Der Vorsitzende des Verfassungsgerichts, Pavel Rychteský, wird an der feierlichen Verleihung der Staatsauszeichnungen am 28. Oktober auf der Prager Burg teilnehmen. Es sei ein Ausdruck des Respekts gegenüber dem Staatsfeiertag, teilte Rychetský in einer Erklärung am Mittwoch mit. Er kritisierte jedoch das Verhalten der Präsidentenkanzlei gegenüber dem Holocaust-Überlebenden Jiří Brady.
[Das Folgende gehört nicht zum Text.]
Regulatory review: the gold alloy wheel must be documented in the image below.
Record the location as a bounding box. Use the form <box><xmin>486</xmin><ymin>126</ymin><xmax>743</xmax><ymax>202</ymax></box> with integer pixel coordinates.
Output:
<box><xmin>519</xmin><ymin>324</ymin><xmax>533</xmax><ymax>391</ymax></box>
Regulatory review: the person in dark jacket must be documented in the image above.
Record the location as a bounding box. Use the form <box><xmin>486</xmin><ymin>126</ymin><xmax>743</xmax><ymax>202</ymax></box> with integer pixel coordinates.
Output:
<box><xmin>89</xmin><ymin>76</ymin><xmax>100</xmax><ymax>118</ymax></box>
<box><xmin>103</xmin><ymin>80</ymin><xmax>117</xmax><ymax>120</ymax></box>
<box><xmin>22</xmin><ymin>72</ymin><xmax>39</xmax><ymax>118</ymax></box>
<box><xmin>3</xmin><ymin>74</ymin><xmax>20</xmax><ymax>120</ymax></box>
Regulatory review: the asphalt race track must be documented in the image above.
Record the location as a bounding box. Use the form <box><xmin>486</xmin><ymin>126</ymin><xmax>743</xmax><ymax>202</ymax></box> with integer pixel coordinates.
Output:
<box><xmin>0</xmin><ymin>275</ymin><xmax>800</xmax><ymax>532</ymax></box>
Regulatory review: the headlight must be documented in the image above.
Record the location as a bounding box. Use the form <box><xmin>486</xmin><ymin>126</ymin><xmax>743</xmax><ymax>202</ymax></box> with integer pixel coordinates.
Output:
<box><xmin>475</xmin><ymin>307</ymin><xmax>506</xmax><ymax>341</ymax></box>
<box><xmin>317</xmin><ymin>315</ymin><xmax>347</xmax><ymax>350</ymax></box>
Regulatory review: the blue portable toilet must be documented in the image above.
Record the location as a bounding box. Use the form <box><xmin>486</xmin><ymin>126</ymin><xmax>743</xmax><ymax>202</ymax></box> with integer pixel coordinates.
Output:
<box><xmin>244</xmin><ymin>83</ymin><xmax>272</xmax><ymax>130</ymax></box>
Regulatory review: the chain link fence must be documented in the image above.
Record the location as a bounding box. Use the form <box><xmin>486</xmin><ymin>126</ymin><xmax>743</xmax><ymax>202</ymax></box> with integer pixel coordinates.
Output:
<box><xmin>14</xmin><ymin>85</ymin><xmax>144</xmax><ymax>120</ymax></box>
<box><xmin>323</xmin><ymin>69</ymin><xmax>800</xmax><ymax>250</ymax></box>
Der Vorsitzende des Verfassungsgerichts bezeichnete zudem die Loyalitäts-Erklärung der vier ranghöchsten Politiker gegenüber China im Zusammenhang mit dem Besuch des Dalai Lama als unglücklich. Die Erklärung schade der Autorität der vier Politiker, so Rychetský.

Wegen des Skandals um die Ehrung für Brady sagten unter anderem die Parlamentarier der christdemokratischen und der bürgerdemokratischen Partei, der Partei Top 09 sowie die Mehrheit der Hochschulrektoren ihre Teilnahme an der Zeremonie auf der Prager Burg ab.